I went 'round with TAC about this for a few emails and they were getting ready to blame the telco (?!) when I realized that the thing these two users have in common is VT Advantage (a Cisco desktop video-conferencing application). I asked them to turn off VT Advantage, and presto, all calls now worked.

Upgrading to the latest VT Advantage version solved the problem completely.

Why a change in media resources would affect outbound calling through a single H.323 gateway on users with an old version of VT Advantage is beyond me, but that's my story and I'm sticking to it.

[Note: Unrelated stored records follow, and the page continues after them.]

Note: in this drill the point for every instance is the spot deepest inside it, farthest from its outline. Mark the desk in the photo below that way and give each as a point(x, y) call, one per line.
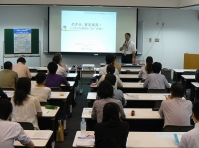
point(145, 139)
point(127, 77)
point(37, 142)
point(178, 72)
point(144, 120)
point(134, 100)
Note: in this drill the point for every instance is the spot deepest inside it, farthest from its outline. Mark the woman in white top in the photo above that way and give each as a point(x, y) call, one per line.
point(111, 70)
point(145, 70)
point(26, 108)
point(40, 90)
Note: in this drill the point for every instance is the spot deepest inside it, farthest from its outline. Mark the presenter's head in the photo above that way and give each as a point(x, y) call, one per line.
point(127, 36)
point(156, 67)
point(109, 59)
point(22, 60)
point(52, 67)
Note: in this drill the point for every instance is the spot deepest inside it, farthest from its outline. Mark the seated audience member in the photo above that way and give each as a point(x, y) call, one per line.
point(11, 131)
point(26, 108)
point(117, 94)
point(21, 69)
point(2, 94)
point(190, 139)
point(8, 78)
point(109, 61)
point(110, 69)
point(112, 127)
point(53, 79)
point(147, 69)
point(116, 65)
point(64, 65)
point(156, 80)
point(40, 90)
point(175, 110)
point(61, 70)
point(105, 92)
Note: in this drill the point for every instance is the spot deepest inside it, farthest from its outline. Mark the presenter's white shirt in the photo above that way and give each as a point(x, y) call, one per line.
point(129, 48)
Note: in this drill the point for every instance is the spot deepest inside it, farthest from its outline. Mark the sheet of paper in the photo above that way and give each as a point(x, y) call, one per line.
point(86, 141)
point(40, 135)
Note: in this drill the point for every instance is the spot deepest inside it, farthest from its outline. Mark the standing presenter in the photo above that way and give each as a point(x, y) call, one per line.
point(129, 49)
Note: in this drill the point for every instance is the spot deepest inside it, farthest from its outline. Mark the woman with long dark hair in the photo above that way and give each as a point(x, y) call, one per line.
point(26, 108)
point(147, 69)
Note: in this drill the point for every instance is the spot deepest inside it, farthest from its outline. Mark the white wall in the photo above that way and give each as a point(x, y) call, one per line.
point(180, 34)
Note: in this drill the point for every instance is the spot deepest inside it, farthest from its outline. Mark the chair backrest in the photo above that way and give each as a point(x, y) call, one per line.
point(27, 125)
point(177, 128)
point(157, 91)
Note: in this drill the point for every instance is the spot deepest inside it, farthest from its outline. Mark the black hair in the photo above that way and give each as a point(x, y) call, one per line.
point(195, 109)
point(40, 77)
point(109, 59)
point(105, 90)
point(111, 78)
point(5, 109)
point(21, 59)
point(111, 112)
point(56, 59)
point(110, 69)
point(52, 67)
point(128, 34)
point(156, 67)
point(22, 90)
point(7, 65)
point(149, 62)
point(177, 90)
point(106, 143)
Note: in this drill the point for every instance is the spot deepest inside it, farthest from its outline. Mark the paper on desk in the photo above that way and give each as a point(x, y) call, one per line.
point(40, 135)
point(86, 141)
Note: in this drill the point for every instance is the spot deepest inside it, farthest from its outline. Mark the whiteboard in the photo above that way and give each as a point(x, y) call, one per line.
point(30, 61)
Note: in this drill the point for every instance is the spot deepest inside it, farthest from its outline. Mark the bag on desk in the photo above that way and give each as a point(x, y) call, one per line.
point(60, 132)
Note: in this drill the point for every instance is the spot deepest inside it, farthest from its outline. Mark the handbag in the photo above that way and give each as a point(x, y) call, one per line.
point(60, 132)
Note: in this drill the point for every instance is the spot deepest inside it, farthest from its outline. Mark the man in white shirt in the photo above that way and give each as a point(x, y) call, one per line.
point(129, 50)
point(61, 70)
point(21, 69)
point(190, 139)
point(109, 60)
point(175, 110)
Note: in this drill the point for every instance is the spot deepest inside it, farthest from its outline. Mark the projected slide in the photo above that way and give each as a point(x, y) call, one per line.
point(88, 31)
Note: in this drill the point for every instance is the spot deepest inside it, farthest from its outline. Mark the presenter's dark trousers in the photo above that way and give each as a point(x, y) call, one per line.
point(127, 58)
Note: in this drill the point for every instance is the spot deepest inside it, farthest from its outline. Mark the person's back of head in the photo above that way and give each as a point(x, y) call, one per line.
point(111, 78)
point(41, 78)
point(195, 110)
point(149, 62)
point(52, 67)
point(111, 112)
point(109, 59)
point(22, 90)
point(110, 69)
point(22, 60)
point(105, 90)
point(5, 109)
point(7, 65)
point(106, 143)
point(177, 90)
point(156, 67)
point(56, 59)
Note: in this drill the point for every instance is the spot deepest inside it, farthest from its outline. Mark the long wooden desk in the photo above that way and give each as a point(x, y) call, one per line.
point(134, 100)
point(37, 142)
point(145, 139)
point(144, 119)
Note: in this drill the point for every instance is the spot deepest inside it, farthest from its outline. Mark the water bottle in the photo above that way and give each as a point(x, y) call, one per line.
point(83, 128)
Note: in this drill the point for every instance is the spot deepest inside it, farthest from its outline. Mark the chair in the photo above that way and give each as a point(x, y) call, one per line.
point(177, 128)
point(27, 125)
point(157, 91)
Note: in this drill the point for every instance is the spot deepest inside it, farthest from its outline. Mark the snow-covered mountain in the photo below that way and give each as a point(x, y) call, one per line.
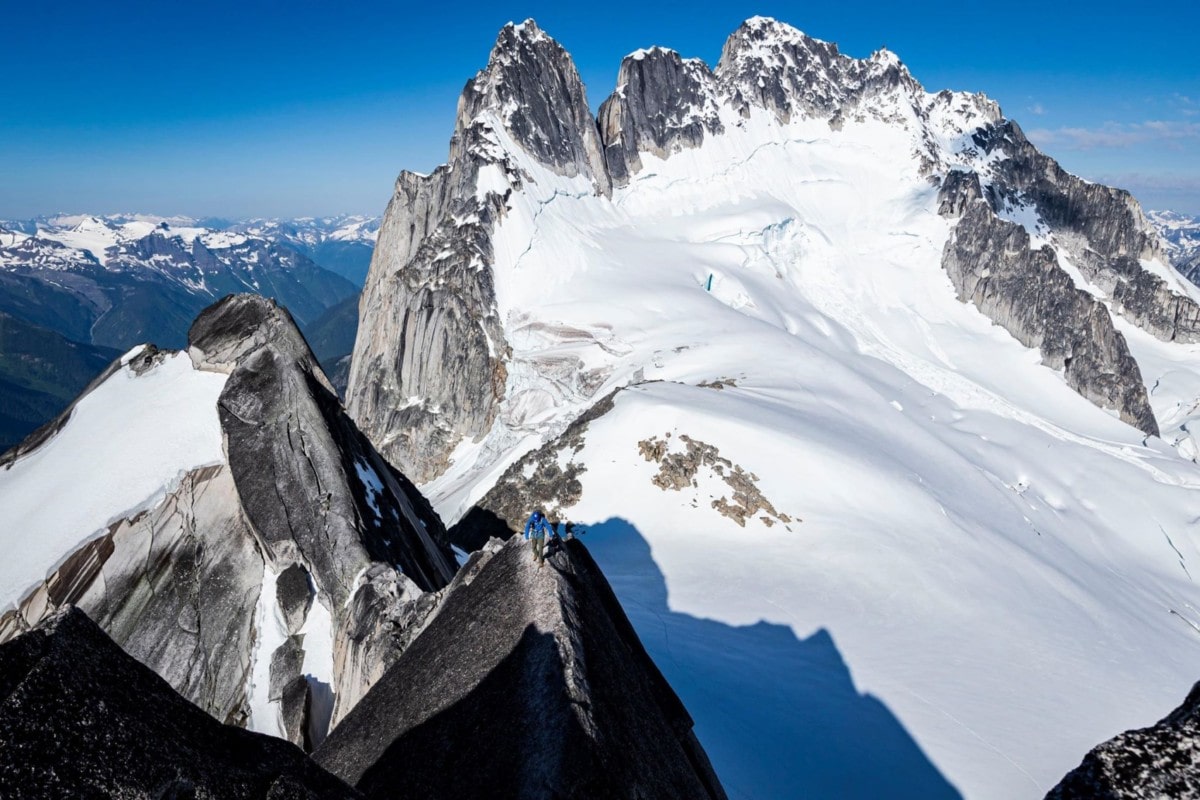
point(342, 244)
point(216, 515)
point(879, 421)
point(1181, 239)
point(220, 517)
point(120, 281)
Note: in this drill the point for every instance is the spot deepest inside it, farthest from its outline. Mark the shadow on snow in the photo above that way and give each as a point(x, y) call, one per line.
point(779, 716)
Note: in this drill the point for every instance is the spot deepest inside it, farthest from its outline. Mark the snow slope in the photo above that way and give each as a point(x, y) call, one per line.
point(126, 445)
point(984, 575)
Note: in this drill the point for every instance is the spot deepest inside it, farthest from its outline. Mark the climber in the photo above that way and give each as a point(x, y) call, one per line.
point(535, 531)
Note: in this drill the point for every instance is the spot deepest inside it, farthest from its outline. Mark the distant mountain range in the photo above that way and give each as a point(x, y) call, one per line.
point(1181, 241)
point(87, 287)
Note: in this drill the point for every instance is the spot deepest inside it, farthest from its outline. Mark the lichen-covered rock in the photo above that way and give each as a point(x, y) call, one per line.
point(1029, 294)
point(1162, 761)
point(82, 719)
point(531, 683)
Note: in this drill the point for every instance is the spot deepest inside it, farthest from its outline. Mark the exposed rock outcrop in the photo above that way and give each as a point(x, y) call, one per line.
point(1162, 761)
point(1029, 294)
point(353, 553)
point(432, 361)
point(531, 683)
point(546, 479)
point(1102, 228)
point(663, 103)
point(315, 491)
point(81, 719)
point(174, 587)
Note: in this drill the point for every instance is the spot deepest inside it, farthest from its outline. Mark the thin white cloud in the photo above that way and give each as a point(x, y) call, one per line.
point(1117, 134)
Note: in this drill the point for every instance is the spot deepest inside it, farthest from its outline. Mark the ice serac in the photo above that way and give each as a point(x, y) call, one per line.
point(531, 683)
point(429, 366)
point(1162, 761)
point(1024, 289)
point(82, 719)
point(317, 494)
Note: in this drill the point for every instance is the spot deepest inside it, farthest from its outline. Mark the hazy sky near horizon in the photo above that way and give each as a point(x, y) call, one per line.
point(259, 108)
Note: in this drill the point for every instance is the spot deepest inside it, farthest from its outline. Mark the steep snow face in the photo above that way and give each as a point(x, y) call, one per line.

Unity and Multiple Active Directory Domains

There seems to be a lack of information out there, even with some TAC engineers, about how to prepare Cisco Unity to import subscribers from Exchange servers in AD domains different from the one in which Unity is installed. I've even had several Cisco engineers tell me that this is unsupported, which is totally false. As far as I know, these are the requirements for Unity with respect to multiple domains:


1) All Exchange servers from which you want to import subscribers must be in the same AD forest. Unity unified messaging does not work across multiple forests. Of course, you can still create voicemail boxes that are totally independent of AD, but that's not the point of unified messaging. Exchange servers in different domains in the same forest is not a problem, as long as the PES (see below) is in the same domain as Unity.

2) The Unity server(s) must be installed in the same Active Directory domain as the partner Exchange server, or PES. You specify the PES during the Unity install process. It can be changed with the Message Store Integration Wizard. The PES must have Exchange routing group connectors to all other Exchange servers from which you want to import subscribers. More info on changing the PES is here.

3) You must run the Permissions Wizard on the Unity server while logged in as an account that can set permissions in all the domains containing Exchange servers from which you want to import subscribers. This might require running the PW multiple times under different accounts. This works fine. You may need to add a domain admin account from another domain to the local admin group on the Unity server. When you run PW from accounts in different domains, it will probably fail on some of the domains. This is because you probably won't have a single account that has all the required permissions in all the domains. You just need to continue running PW under different accounts until it has succeeded in all the domains that have Exchange servers from which you're importing subscribers.